Police announced they were looking to identify three Maori men seen at the Tukituki river mouth and 19-year-old Johnnie Puna was arrested and charged with Beale's murder on February 24.
Yesterday, after three hours of deliberations in the High Court at Napier, a jury delivered a guilty verdict.
Previously unknown to each other, Beale met Puna in a chance encounter on Haumoana beach on the evening of February 5.
Both parties had been drinking; Beale with his home brew vodka in hand and Puna with cans of bourbon and cola mix.
The teenager had set up a tarpaulin and music speaker that night with his cousin Leroy Christie while their uncle Tehungia Puna tended to a fishing net down at the beach.
The youngsters were drunk when they first encountered Beale, who approached them with a plastic drink bottle of vodka he went on to share with Puna.
The alcohol, made with meths and put through a charcoal filter thrice, eventually ran out and the pair headed to Beale's house for more liquor.
Later, Mr Christie said he watched as Beale accidentally tripped and pulled Puna down.
This, Crown Prosecutor Steve Manning said, was the "catalyst" for the fatal attack that followed.
"It seems Mr Puna chose to attack Mr Beale for an innocuous and simple reason. Mr Beale accidentally fell over pulling Mr Puna to the ground and causing him to receive a minor cut to his lip."
It was accepted at the outset that Puna went on to deliver a number of punches and kicks to Beale's head, and that these actions caused Beale's death.
However the intent, or recklessness, in which these were inflicted was the subject of the trial.
The Crown claimed it was murder, by way of Puna either intending to kill Beale or intending to cause bodily injury he knew was likely to cause the man's death.
Defence lawyer Eric Forster said the teenager did not have murderous intent but was young and drunk, and did not realise the injuries could be fatal.

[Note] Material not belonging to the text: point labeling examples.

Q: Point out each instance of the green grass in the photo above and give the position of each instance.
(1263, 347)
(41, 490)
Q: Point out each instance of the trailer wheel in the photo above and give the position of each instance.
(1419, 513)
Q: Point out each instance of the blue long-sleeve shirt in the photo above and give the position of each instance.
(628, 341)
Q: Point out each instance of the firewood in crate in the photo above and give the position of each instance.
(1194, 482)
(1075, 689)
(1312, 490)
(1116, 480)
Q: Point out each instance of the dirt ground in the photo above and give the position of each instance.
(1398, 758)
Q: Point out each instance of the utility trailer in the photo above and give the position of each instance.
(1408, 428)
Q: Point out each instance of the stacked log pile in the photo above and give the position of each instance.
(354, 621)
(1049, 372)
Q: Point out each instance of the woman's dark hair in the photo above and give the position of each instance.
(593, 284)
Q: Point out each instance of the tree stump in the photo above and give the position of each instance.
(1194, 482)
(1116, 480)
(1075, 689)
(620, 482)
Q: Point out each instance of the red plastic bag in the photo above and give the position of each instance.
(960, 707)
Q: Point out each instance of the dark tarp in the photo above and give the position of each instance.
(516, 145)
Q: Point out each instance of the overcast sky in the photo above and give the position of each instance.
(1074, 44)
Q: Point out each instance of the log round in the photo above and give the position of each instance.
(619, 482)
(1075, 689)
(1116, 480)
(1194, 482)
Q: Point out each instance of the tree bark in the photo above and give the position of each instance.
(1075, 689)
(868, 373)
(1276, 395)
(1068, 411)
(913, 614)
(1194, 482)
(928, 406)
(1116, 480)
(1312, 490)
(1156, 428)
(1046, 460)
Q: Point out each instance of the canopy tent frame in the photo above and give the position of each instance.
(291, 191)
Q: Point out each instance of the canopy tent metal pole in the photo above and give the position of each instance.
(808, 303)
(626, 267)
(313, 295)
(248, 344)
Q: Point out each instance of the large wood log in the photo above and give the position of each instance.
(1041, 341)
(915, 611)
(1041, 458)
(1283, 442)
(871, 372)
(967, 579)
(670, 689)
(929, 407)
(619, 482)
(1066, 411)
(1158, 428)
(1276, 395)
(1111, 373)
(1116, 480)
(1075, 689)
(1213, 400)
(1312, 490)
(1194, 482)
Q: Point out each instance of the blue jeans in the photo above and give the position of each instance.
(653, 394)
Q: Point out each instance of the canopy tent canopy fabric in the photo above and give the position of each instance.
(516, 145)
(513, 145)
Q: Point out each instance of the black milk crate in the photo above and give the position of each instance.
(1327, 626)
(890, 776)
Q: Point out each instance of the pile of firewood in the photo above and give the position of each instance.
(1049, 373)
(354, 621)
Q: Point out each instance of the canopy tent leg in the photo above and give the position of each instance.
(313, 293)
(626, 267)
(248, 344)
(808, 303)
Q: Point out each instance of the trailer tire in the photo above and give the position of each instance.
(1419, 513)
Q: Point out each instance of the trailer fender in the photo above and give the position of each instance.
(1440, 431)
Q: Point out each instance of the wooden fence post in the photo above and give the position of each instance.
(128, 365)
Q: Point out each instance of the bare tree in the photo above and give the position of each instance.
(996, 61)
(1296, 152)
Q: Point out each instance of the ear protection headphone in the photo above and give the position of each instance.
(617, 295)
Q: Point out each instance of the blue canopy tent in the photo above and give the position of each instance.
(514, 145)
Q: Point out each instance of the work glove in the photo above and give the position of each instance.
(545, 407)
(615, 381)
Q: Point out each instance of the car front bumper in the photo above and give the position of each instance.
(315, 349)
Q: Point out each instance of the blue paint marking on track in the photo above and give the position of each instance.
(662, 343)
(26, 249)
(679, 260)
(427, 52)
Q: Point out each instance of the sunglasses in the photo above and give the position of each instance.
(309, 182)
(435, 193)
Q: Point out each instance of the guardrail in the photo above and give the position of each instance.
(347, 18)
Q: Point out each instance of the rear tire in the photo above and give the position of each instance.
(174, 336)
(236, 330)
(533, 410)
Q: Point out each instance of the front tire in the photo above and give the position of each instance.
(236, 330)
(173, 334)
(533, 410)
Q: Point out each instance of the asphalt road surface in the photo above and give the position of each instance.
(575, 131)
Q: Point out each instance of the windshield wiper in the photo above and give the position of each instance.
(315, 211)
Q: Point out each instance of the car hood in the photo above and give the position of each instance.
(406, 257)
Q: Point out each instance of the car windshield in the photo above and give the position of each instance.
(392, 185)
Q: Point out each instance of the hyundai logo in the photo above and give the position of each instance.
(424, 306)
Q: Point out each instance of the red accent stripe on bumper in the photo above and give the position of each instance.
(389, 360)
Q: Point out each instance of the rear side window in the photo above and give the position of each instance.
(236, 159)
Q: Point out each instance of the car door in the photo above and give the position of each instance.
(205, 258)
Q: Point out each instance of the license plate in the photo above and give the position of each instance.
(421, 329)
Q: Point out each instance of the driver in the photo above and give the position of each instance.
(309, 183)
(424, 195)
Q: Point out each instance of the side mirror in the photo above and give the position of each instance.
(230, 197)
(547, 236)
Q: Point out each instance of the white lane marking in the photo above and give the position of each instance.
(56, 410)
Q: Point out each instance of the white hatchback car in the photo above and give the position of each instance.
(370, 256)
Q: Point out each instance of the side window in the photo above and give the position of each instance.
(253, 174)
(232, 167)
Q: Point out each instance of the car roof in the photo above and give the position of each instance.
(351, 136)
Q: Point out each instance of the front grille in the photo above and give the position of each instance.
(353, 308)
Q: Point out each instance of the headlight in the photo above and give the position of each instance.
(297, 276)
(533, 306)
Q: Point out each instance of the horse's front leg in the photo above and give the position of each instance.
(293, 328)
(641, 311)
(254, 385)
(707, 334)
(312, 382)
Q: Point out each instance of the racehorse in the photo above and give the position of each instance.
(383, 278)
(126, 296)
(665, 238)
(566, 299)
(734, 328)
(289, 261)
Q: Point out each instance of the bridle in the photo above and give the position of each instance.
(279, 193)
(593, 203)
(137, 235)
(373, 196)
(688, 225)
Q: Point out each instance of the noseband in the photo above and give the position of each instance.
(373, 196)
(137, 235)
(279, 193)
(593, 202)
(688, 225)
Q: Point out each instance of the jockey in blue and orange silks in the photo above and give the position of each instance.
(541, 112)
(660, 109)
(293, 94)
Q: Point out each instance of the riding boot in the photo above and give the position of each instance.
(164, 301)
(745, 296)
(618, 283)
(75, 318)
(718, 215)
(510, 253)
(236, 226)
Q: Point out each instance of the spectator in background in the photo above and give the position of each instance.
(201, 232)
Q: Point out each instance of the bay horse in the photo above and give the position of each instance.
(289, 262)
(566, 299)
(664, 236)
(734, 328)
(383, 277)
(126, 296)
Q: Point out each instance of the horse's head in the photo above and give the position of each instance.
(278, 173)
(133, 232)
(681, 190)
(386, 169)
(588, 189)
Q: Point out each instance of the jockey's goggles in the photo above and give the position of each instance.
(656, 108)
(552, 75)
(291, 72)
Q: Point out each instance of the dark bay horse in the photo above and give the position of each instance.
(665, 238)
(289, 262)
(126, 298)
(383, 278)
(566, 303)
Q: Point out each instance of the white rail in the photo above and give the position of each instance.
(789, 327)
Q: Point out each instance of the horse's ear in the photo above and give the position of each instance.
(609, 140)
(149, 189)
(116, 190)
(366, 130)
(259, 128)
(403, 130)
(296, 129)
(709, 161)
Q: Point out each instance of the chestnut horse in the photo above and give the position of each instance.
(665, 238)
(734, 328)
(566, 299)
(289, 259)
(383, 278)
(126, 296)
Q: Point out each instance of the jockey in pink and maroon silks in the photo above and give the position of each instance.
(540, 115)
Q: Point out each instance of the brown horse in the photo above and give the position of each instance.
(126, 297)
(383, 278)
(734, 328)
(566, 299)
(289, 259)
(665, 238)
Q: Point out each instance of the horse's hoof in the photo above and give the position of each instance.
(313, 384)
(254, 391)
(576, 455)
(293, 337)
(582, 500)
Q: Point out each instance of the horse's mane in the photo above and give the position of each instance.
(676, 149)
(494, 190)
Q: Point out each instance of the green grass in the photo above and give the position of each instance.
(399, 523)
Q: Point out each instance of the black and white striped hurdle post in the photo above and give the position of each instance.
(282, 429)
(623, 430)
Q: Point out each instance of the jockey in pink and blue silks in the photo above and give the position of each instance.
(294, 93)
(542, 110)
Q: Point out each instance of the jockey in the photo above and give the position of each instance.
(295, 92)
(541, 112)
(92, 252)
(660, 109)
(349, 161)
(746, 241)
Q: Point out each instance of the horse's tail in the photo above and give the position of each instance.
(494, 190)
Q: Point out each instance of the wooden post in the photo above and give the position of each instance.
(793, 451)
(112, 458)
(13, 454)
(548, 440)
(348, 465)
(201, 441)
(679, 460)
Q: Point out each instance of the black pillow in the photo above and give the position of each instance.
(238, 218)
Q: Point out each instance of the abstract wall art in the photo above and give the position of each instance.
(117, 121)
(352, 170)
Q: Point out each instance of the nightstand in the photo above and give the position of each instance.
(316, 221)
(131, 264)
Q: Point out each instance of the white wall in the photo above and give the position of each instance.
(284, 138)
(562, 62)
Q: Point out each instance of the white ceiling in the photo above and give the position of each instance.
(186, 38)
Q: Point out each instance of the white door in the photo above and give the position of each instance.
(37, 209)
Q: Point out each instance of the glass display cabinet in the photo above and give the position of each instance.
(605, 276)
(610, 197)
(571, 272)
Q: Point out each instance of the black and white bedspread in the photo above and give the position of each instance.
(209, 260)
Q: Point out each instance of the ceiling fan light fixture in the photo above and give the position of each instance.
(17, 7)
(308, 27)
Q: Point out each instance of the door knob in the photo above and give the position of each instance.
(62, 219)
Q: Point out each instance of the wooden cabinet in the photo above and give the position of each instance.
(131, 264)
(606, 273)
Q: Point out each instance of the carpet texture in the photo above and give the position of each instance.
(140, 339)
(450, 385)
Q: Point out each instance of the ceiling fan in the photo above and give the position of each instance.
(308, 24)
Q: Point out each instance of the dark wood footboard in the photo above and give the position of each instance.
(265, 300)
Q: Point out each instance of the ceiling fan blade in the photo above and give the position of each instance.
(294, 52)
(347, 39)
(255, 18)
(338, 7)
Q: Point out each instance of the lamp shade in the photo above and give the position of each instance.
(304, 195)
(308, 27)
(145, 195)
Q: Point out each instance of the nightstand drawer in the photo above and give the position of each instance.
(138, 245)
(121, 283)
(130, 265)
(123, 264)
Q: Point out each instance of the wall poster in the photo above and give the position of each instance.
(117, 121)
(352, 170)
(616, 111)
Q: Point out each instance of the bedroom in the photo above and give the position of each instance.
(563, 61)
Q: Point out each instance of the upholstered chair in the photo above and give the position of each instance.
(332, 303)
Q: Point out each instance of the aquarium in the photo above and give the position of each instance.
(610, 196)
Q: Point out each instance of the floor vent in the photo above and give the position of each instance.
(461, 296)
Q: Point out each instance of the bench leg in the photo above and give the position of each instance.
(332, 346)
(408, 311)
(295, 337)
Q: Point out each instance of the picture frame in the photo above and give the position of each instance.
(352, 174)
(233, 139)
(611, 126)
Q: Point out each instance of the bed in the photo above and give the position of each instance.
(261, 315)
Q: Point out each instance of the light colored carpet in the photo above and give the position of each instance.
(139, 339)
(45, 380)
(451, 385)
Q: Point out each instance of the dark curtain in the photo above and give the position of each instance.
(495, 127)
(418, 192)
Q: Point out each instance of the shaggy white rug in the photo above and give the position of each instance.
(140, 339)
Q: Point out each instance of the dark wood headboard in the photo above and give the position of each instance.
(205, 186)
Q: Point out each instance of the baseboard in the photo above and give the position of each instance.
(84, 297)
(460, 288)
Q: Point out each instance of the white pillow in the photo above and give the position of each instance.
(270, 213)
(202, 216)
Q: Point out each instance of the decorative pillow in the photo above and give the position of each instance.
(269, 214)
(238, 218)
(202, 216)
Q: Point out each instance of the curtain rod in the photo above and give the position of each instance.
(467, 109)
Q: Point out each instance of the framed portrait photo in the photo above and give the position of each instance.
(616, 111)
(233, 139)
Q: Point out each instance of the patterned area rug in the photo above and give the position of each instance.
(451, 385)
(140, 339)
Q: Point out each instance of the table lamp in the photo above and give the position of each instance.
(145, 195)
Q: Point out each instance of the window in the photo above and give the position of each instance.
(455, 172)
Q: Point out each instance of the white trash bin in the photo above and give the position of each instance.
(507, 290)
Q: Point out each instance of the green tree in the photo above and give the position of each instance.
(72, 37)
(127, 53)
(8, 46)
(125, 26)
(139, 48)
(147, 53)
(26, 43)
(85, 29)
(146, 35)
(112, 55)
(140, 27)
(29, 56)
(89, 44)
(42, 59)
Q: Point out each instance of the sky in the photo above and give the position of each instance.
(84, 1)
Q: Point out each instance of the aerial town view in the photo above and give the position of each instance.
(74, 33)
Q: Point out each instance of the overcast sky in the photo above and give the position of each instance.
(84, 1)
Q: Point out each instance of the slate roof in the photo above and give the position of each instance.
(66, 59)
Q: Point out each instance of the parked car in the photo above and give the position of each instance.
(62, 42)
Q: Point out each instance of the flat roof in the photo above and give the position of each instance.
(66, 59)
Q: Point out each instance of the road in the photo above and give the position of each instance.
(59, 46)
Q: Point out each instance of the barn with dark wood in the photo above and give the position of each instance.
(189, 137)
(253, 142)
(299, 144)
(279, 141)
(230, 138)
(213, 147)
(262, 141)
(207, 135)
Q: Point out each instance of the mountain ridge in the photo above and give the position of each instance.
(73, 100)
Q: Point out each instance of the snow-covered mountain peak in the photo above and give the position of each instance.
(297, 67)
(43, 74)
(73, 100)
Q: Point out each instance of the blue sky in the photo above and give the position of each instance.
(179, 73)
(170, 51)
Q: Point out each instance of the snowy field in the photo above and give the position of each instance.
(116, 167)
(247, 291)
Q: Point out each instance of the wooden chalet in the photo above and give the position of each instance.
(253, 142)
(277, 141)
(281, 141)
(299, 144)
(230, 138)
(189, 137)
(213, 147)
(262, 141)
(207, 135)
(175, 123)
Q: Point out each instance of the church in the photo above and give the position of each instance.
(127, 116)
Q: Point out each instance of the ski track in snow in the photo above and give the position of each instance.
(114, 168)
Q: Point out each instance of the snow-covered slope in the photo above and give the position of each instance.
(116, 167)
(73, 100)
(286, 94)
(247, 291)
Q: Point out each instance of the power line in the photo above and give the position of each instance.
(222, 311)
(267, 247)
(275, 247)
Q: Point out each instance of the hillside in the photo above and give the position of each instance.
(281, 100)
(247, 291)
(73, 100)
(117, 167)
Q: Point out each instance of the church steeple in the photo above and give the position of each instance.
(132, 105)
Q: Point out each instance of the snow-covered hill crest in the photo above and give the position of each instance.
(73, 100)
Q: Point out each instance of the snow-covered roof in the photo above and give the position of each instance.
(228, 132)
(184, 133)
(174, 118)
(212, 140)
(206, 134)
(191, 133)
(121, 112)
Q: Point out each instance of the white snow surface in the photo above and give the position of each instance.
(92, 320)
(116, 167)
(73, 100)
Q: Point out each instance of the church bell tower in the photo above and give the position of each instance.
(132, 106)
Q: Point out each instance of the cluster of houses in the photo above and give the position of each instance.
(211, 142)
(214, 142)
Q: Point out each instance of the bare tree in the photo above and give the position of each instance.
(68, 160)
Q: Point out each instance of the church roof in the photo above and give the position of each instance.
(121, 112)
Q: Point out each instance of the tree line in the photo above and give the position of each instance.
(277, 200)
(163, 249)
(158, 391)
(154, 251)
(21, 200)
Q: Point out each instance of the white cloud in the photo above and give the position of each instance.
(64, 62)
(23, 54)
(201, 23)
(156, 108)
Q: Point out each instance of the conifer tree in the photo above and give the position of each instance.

They submitted the appropriate verdict was manslaughter.
In a DVD interview Mr Christie said his cousin had turned to him before the beating and said, "Watch this."
When Tehungia Puna returned from the beach he saw Beale on the ground and asked his nephews to roll him on his side so he didn't choke on his tongue before the trio packed and went home.
He told the court he later found a video of the bloodied man on his phone before quickly deleting it.
Police were able to recover a still image of the video, a chilling image of the man's last living hours, and this was presented to the jury as an exhibit.
The court heard Beale's blood alcohol reading was more than five times the driving limit from forensic pathologist Dr Amy Spark.
His long-standing issue with alcoholism was a much-discussed topic throughout the trial.
His eldest son Jared Beale said his father had an "intimate" relationship with alcohol, vodka being his drink of choice, but added that it didn't appear to be an issue when he last saw him.
"He was definitely a happy drunk. He wouldn't get angry or anything like that. He'd just put himself to sleep eventually."
In his closing address Steve Manning asked the jury to put on Puna's bloodied shoes and walk around in them.
"Put yourself in Mr Puna's place and ask yourself what else can he have been thinking. What was he thinking as he drove, forcefully, his foot into the face and head, repeatedly, of a defenceless man lying on the ground."
He told the court the deceased had simply headed out to socialise, and did just this with Puna, that fateful night.
"He ran into his killer. He reached out to his killer. He took him to his home and gave him a drink. He didn't know what was to come. He was a victim of his own naivety."